In 1913 in Detroit, Henry Ford changed the world by revolutionizing how things are made. His innovative introduction of the assembly line reduced the amount of time to build a car from 12 hours to just over two. Since then, the world’s manufacturers have constantly sought more efficient ways to make things. Manufacturing itself is the process of transforming raw goods into another product, usually through human-led, machine-assisted methods.

The New Industrial Revolution

The manufacturing industry is undergoing massive change, rivaling the Industrial Revolution that began in England and continued on Detroit's assembly lines. But today’s revolution is “smart,” thanks to factories using artificial intelligence and robots.

A new trend is the “cobot” — a collaborative robot designed to work with humans. One company called Moduform uses them to make furniture in the U.S. The company credits using cobots for reducing their staffing turnover, since the robots do mundane repetitive tasks that bore humans, while people can now do cognitive tasks requiring judgment and diversified responsibilities. Other innovations include 3D printing, Artificial Intelligence and automation.

Today’s artificial intelligence manufacturing revolution improves performance in two key areas of manufacturing: productivity and quality control.

Manufacturing Methods

There are typically three kinds of manufacturing:

Make-to-Stock: This is traditional manufacturing, in which a company makes products based on past sales data. This can go awry when markets change and sales numbers shift. Examples are cars, refrigerators and other mass-produced, larger consumer goods.

Make-to-Order: These are more customized products that consumers order and are made to specifications. It means the customers get exactly what they want, in theory, but must wait before it arrives. A designer sofa is a great example, in which consumers can choose upholstery, then wait three weeks to receive it. This method reduces risk of overstock for manufacturers, but also can compromise sales potential.

Make-to-Assemble: This is almost a hybrid of the other methods. Using past sales data, the company manufactures individual product components, but awaits consumer orders for customizations before assembling the final product to ship. For example, a customer orders a laptop with several specifications, then the factory assembles one to those specs. Think of it like ordering a submarine sandwich where you can dictate exactly what ingredients you want, but all the ingredients are prepared in advance, allowing for quick assembly.

Key Characteristics for Manufacturing

Manufacturing is essentially risky, because it presumes there is enough market for a product to make it on a large scale. Managing that risk is the most important part of manufacturing.

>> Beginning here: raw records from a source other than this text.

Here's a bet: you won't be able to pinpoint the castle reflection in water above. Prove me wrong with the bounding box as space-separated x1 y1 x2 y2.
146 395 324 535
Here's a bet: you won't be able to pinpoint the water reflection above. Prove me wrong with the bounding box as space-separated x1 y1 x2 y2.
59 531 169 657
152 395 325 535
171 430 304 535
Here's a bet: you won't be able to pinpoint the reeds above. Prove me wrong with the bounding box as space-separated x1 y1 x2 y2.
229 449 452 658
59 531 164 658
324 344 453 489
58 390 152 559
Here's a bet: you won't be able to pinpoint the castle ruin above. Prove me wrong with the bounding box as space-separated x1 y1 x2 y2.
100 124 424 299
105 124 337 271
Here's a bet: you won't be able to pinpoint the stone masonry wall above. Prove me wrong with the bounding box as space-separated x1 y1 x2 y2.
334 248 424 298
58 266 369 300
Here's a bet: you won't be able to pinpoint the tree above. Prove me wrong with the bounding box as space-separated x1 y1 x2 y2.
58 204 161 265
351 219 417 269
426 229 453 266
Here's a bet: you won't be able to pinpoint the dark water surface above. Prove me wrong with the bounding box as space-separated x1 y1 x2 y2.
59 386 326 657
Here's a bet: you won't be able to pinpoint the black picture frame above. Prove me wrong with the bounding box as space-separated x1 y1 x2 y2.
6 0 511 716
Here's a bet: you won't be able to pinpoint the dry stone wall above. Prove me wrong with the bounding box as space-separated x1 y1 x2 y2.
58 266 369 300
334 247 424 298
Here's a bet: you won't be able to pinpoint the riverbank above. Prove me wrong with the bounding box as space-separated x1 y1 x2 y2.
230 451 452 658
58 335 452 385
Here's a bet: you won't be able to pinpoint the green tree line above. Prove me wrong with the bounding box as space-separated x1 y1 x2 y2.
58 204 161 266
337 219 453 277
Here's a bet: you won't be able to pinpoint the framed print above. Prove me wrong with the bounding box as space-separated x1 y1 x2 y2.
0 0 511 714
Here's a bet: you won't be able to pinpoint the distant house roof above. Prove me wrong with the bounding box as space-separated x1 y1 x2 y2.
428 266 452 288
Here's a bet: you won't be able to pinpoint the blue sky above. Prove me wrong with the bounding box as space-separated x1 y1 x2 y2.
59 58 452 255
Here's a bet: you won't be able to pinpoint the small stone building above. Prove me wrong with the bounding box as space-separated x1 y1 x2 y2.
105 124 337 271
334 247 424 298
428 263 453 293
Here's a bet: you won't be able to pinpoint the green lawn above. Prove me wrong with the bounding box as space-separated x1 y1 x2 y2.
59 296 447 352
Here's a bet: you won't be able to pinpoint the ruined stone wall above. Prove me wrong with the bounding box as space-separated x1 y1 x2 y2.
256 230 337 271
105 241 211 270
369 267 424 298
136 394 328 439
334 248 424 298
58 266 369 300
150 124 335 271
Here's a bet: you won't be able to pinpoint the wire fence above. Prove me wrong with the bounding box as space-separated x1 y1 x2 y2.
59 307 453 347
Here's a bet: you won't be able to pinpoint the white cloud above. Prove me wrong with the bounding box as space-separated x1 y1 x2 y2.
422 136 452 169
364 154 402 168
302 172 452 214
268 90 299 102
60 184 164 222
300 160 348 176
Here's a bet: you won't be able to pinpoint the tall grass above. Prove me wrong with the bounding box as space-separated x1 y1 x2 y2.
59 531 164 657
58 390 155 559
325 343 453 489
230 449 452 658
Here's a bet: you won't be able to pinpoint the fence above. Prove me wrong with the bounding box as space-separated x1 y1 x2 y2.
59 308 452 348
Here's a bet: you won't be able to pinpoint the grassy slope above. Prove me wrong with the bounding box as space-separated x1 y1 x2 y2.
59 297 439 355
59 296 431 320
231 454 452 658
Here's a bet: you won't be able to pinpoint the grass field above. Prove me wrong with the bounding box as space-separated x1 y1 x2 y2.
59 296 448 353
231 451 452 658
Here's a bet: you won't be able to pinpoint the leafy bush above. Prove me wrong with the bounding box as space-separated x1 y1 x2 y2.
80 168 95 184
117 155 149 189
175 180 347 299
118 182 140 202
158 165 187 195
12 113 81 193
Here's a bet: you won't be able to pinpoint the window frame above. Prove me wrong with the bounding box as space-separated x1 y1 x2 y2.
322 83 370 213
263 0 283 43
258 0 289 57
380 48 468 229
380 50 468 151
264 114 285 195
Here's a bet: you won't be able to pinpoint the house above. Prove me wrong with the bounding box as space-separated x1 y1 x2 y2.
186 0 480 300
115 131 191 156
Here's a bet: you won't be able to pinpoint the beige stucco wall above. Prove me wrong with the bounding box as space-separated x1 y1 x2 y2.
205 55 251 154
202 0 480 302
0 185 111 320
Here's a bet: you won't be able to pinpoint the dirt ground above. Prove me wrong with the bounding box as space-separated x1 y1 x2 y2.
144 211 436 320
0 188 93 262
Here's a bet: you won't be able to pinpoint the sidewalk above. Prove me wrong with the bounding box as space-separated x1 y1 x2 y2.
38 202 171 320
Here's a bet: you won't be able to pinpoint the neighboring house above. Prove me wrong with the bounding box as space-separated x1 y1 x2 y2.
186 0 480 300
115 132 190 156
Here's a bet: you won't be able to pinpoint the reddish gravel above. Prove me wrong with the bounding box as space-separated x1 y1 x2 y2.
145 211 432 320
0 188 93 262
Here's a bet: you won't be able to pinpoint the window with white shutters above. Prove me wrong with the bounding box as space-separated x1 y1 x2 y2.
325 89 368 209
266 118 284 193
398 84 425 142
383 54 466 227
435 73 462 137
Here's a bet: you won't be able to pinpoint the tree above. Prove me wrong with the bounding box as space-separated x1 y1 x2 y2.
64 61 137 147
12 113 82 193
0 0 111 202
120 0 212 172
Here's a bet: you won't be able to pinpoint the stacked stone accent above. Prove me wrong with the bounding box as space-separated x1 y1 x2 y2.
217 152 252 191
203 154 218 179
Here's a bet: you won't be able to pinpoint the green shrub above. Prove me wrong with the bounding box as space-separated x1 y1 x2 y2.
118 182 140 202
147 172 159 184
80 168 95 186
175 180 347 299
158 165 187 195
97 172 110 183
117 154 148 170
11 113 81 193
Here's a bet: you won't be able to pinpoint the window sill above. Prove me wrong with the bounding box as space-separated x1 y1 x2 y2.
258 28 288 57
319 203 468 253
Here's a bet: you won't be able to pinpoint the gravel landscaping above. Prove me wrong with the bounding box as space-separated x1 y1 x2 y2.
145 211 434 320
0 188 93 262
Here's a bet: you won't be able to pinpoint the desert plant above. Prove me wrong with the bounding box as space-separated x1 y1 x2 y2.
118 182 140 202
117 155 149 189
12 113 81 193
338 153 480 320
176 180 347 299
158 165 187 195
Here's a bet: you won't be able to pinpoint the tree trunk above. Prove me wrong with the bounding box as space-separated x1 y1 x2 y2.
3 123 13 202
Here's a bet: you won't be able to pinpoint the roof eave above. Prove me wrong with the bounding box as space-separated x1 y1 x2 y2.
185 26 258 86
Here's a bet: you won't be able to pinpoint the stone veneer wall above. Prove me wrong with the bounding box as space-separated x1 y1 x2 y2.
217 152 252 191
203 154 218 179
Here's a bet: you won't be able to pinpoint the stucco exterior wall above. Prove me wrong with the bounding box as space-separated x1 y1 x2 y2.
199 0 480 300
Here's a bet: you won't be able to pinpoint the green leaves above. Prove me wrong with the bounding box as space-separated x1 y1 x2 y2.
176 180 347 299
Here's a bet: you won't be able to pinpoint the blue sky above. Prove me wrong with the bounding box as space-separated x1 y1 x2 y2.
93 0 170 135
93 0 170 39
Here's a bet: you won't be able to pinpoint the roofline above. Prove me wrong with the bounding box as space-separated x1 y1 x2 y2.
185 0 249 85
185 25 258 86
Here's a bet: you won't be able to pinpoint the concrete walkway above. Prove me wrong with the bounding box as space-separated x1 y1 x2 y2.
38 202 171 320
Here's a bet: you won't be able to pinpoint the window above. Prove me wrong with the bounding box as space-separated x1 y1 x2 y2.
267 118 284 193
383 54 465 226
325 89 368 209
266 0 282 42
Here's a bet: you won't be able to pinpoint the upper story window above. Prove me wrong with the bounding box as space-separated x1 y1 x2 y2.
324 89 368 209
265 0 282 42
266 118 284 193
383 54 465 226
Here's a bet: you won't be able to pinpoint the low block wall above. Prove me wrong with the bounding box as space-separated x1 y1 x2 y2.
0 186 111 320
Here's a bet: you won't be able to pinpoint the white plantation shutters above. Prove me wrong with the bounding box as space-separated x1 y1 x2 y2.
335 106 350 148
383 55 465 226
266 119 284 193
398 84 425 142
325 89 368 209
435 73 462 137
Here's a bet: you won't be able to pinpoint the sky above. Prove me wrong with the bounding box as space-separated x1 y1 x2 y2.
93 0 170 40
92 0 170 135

To manage that risk, manufacturing needs:

Productivity: Balancing efficiency with productivity translates to profit. Low productivity means higher costs, due to wasted manpower and overhead. Understanding and balancing the ideal ratio between costs of labor, overhead, materials and demand is critical for any manufacturer.

Quality Control: If products are not made with consistent quality, a company may not survive. Customer experiences must be positive across the all branded products, or the entire company could suffer. For example, Samsung’s Galaxy Note could have been a disaster for Samsung when its batteries famously caught fire, causing airlines to ban them from planes.

Good Design: Manufacturers must ensure their product is well-designed, so their product can beat out competitors. When designed with quality and innovation, a product stands out from the crowd. It is industry-changing, high-quality design and innovation that have made Apple into a global electronics powerhouse.

Cost Effectiveness: From labor allocation to robotic support through to material quality and price per unit, there is much that affects the cost effectiveness in manufacturing. Without being cost effective, a product will fail and jeopardize the entire company's bottom line. The car industry makes production more cost-effective by creating different models of cars based on shared platforms. Chrysler-Daimler, for instance, has used the same platform for both the Jeep Cherokee and the Mercedes-Benz M-Class, meaning production costs are lower. That’s the benefit of smart design. These, among other waste-reducing, efficiency-increasing methods are products of a movement toward "lean" manufacturing, which Toyota's efficient strategies have helped pioneer for over 40 years.